Maria Trinidad is a beautiful woman who has been through so much. Two of her children were murdered, as was her husband. Her husband and child were murdered by the government during the war and her one son was murdered by gangs about a year ago.
She runs Casa Esperanza and also works at Casa Concordia (where the missionaries stay) and IS. NOT. PAID. She is not paid for what she does running both houses (but this is a whole different blog post). With her at Casa Esperanza are two German missionaries. We sat down and spoke with them. All three spoke about the hardships of keeping Casa Esperanza open and of the help of the churches that we all come from.
Helmut, the name of the German missionary said to us, "I would rather light a candle than complain about the darkness."
We had devotionals in the evening and, one of the first nights, the power went out and we had our devotional by candle light. Our group decided to stick with the candles. After Casa Esperanza, one of our members was talking about how hard it would be to be here and he felt at a loss about what he could do to help.

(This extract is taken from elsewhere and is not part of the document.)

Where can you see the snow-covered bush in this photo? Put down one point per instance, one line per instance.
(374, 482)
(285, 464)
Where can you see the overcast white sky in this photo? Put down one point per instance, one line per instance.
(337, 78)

I know that feeling too. How I feel like I should be there, how I feel that I am less loved because I live in America. All the thoughts that I know aren't true, but that find their way into my thoughts anyway.
I thought about it for a moment and said, "Maybe it's not our job to light another candle, but maybe it's our job to help make their candle brighter."
I often find myself trapped by the idea that I am not doing enough. In the end, none of us can ever do "enough." And we are not saved by that "enough" either. I always have liked the story of Zacchaeus. Jesus loved Zacchaeus where he was and when Zacchaeus said that he would give half of his money to the poor, Jesus didn't say, "Come on, you know you could do better." Jesus says that Zacchaeus is a son of Abraham.
We are one body in Christ and where would we be without all the parts? I often forget these things and I find myself panicking, thinking that I am not worthy or worthwhile. But generosity is a spiritual gift and that is something that I need to keep in mind. In this time and this place, it is not my job to light another candle, but it is my job - and my honor - to help make someone else's candle burn brighter.